Candy se contenta de :

- Oui bonne soirée Albert et Karen, à plus tard !

Puis elle dut s’accrocher à la main de Terry qui l’entraîna vers la sortie des artistes mais qui stoppa en voyant le gardien lui faire un signe qu’il y avait des admiratrices qui l’attendaient.

- Zut !

Candy vit sa mine si ennuyée et sut que c’était surtout vis à vis d’elle, alors elle s’adressa au gardien et lui dit :

- Pourriez-vous s’il vous plaît monsieur, aller dire aux admiratrices que Roméo a décidé de sortir par l’entrée du public finalement !

- Heu… oui si monsieur Grandchester est d’accord, je peux aller faire diversion.

- Avec grand plaisir Jules, merci !

Celui-ci sortit donc et cria à la vingtaine d’ admiratrices postées devant la porte que l’acteur se dirigeait vers la sortie principale.

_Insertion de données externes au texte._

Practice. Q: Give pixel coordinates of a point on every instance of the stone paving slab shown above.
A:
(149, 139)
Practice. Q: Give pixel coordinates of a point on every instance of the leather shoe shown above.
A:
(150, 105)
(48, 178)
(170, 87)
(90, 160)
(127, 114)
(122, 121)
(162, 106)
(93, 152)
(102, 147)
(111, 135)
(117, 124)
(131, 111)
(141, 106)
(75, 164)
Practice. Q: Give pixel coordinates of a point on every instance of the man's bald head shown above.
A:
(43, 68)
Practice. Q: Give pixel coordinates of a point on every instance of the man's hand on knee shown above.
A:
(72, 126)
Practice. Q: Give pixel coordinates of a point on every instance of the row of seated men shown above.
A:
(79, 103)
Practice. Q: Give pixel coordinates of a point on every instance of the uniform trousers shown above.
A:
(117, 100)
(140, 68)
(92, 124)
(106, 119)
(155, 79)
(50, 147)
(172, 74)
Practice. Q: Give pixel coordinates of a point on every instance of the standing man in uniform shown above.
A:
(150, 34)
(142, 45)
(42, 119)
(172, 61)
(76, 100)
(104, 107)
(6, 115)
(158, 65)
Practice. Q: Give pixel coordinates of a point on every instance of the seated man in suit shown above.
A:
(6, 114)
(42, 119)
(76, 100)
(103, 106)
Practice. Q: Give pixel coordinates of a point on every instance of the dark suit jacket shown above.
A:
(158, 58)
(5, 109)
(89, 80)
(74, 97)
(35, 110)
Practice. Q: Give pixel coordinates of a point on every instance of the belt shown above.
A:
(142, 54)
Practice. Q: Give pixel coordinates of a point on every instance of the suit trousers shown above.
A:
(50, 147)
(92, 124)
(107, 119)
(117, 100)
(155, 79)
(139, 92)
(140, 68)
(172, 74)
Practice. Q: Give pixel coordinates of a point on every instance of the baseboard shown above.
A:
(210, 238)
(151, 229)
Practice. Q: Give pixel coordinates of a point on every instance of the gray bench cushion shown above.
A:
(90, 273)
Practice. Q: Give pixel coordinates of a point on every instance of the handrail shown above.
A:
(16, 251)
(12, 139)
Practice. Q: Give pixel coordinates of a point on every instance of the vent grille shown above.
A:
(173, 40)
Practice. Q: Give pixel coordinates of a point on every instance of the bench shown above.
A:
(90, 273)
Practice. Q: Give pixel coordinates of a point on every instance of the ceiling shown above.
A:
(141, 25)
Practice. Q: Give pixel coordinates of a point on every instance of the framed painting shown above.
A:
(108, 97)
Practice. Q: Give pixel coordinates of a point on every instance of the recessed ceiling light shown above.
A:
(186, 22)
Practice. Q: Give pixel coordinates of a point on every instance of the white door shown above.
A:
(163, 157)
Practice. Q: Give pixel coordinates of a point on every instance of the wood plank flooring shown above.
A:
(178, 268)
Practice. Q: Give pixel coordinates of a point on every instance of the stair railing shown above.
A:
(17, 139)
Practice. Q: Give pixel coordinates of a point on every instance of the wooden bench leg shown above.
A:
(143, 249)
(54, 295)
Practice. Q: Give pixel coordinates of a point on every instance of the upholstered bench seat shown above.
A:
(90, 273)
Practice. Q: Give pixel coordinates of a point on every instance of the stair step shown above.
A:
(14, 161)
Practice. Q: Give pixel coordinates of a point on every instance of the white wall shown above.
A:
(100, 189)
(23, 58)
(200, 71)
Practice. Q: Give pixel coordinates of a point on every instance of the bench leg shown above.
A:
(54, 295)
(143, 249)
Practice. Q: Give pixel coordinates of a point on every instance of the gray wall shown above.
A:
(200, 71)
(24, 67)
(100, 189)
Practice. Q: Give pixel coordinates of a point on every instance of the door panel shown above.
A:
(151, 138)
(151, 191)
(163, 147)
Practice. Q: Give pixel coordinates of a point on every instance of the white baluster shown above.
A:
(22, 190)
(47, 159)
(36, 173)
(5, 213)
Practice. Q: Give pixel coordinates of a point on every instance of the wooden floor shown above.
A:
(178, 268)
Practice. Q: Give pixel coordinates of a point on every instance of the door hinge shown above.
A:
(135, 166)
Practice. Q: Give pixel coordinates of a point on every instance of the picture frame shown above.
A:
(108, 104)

Candy entendit alors quelques cris puis une minute après, Jules revint.

- Elles se sont toutes précipitées derrière mais vous devriez vous hâter, elles vont vite revenir en voyant que vous n’y êtes pas !

- Oui Jules, merci vraiment, vous me rendez un fier service !

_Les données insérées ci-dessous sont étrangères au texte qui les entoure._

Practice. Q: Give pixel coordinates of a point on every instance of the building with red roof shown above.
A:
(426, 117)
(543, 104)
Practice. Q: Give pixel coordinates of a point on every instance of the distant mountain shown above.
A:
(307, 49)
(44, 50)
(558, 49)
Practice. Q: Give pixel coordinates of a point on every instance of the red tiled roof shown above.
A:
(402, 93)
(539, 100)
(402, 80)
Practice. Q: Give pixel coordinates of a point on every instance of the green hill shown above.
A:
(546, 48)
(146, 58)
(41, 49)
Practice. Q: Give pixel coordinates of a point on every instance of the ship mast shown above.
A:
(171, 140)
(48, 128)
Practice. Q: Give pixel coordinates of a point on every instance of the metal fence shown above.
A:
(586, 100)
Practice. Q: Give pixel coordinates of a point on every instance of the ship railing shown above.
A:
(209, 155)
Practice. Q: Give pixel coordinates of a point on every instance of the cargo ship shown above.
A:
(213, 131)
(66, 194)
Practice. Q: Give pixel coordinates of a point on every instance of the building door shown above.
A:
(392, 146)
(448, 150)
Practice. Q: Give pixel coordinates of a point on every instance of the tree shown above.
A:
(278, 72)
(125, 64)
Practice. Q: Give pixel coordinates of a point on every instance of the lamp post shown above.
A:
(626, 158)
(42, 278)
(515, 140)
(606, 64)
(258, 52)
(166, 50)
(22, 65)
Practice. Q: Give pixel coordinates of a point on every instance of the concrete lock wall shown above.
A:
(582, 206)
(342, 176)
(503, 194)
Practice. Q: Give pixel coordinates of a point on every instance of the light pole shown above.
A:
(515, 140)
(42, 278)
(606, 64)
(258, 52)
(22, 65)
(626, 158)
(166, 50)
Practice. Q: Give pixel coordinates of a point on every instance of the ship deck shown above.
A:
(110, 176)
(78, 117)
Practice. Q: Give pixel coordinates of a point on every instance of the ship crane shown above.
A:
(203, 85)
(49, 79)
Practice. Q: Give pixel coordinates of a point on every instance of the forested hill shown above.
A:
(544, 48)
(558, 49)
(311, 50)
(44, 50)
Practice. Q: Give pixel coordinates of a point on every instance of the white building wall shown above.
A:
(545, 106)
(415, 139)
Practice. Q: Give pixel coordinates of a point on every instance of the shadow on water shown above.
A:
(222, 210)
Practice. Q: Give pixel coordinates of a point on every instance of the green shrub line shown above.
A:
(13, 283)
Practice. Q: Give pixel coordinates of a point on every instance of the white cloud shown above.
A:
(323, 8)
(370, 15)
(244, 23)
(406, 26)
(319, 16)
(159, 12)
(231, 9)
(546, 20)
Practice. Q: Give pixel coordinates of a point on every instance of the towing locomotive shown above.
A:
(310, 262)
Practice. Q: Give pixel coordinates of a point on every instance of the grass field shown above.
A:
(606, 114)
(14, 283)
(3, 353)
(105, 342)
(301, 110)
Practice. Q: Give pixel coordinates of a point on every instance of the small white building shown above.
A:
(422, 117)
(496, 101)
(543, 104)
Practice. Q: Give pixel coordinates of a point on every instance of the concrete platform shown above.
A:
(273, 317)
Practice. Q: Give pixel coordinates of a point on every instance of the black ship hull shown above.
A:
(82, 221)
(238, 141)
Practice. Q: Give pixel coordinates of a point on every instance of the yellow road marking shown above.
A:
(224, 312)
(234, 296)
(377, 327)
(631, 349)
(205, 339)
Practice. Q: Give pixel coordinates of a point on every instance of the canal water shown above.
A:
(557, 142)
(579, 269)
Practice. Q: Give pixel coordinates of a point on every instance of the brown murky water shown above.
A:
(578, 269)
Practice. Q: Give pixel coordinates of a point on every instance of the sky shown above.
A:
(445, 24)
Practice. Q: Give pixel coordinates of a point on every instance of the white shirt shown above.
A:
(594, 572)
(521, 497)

- Il n’y a pas de quoi, je comprend bien ! dit-il en se sentant un peu intimidé par le beau sourire de Candy qui le remercia aussi avant de partir avec son amoureux.

- Oui merci énormément monsieur Jules, vous êtes bien gentil, bonne soirée !

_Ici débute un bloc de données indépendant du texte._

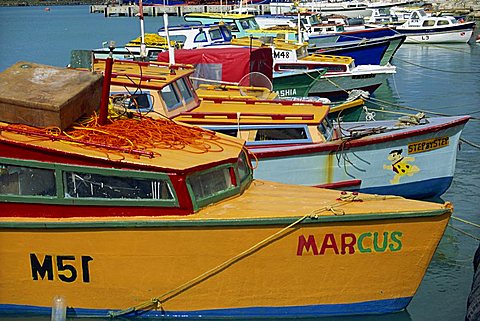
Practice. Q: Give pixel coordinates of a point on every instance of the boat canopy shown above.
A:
(216, 64)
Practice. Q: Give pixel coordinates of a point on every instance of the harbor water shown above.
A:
(441, 79)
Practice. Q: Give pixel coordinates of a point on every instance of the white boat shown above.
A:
(422, 28)
(342, 76)
(350, 9)
(197, 36)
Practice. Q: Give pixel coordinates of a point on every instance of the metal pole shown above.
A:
(107, 77)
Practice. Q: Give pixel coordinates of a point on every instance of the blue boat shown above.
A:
(371, 46)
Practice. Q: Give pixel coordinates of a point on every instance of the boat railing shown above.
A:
(234, 115)
(263, 101)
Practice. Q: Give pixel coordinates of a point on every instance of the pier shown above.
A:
(177, 10)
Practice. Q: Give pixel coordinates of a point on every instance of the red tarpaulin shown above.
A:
(226, 64)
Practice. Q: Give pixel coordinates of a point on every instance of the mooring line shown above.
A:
(462, 231)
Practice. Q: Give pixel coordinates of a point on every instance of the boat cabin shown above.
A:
(264, 123)
(195, 36)
(421, 19)
(239, 24)
(333, 64)
(151, 87)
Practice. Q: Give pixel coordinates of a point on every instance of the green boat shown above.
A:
(292, 83)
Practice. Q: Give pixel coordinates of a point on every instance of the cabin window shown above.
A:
(428, 23)
(227, 131)
(326, 129)
(180, 39)
(276, 134)
(21, 180)
(153, 54)
(200, 37)
(141, 102)
(293, 67)
(227, 34)
(244, 24)
(185, 89)
(215, 34)
(210, 183)
(243, 166)
(171, 98)
(233, 27)
(89, 185)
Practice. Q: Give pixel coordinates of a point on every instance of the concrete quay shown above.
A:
(469, 8)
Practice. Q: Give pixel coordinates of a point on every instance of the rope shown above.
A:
(462, 231)
(466, 222)
(470, 143)
(386, 103)
(157, 302)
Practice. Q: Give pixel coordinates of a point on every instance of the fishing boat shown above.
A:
(382, 157)
(351, 9)
(423, 28)
(213, 64)
(137, 217)
(196, 36)
(291, 60)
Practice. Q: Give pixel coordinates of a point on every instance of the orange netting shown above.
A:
(137, 135)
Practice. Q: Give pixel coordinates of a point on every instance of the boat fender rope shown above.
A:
(157, 302)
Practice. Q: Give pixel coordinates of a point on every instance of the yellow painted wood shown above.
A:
(130, 266)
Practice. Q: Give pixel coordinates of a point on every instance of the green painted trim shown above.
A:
(221, 195)
(187, 223)
(60, 199)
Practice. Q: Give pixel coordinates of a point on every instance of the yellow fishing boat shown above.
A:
(144, 217)
(364, 156)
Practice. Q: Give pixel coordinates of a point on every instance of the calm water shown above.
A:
(443, 79)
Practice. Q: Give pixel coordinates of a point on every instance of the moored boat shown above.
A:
(423, 28)
(122, 226)
(382, 157)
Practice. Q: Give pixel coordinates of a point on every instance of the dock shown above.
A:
(175, 10)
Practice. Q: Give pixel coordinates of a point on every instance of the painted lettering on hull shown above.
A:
(429, 144)
(349, 243)
(66, 268)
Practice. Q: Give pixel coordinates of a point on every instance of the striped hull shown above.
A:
(157, 258)
(457, 34)
(369, 163)
(337, 85)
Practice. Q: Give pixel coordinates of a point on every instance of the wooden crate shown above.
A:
(43, 96)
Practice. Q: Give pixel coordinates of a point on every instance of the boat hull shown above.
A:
(110, 266)
(456, 34)
(337, 86)
(295, 84)
(367, 165)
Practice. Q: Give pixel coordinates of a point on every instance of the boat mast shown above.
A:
(171, 50)
(143, 47)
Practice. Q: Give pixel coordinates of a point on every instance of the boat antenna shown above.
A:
(107, 78)
(299, 36)
(171, 50)
(143, 47)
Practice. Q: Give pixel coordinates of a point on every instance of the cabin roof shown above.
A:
(152, 74)
(166, 145)
(329, 58)
(217, 15)
(258, 42)
(259, 112)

- Bonne soirée mademoiselle !

Le couple partit alors en courant, Terry tenait fermement la main de Candy qui peinait à le suivre avec ses talons et sa robe longue. Au bout d’une trentaine de mètres, ils bifurquèrent à droite et elle le força à ralentir. Il tourna alors la tête vers elle, vit sa peine et s’arrêta.

- Ouf ! Je croyais que tu voulais t’entraîner pour la marathon de New York! (1)

- Tu avais plus d’endurance à Londres, Taches de son ! dit-il alors d’un sourire moqueur.

- Je n’avais pas d’escarpins en ce temps là ! riposta-t-elle en lui tirant la langue et reprenant son souffle.

- C’est vrai mais tu as couru sur le toit pour rejoindre la salle de méditation en robe longue de Juliette !

- Oui mais je n’avais pas le choix, je ne savais pas que tu avais déjà pris ma place pour me sauver de la dénonciation d’Elisa.

- Oui j’ai fait ça bien que tu m’aies parlé d’un autre garçon en dansant avec moi !

- Je n’ai pas fait exprès de te rendre jaloux tu sais, je n’imaginais pas que tu me faisais la cour sérieusement.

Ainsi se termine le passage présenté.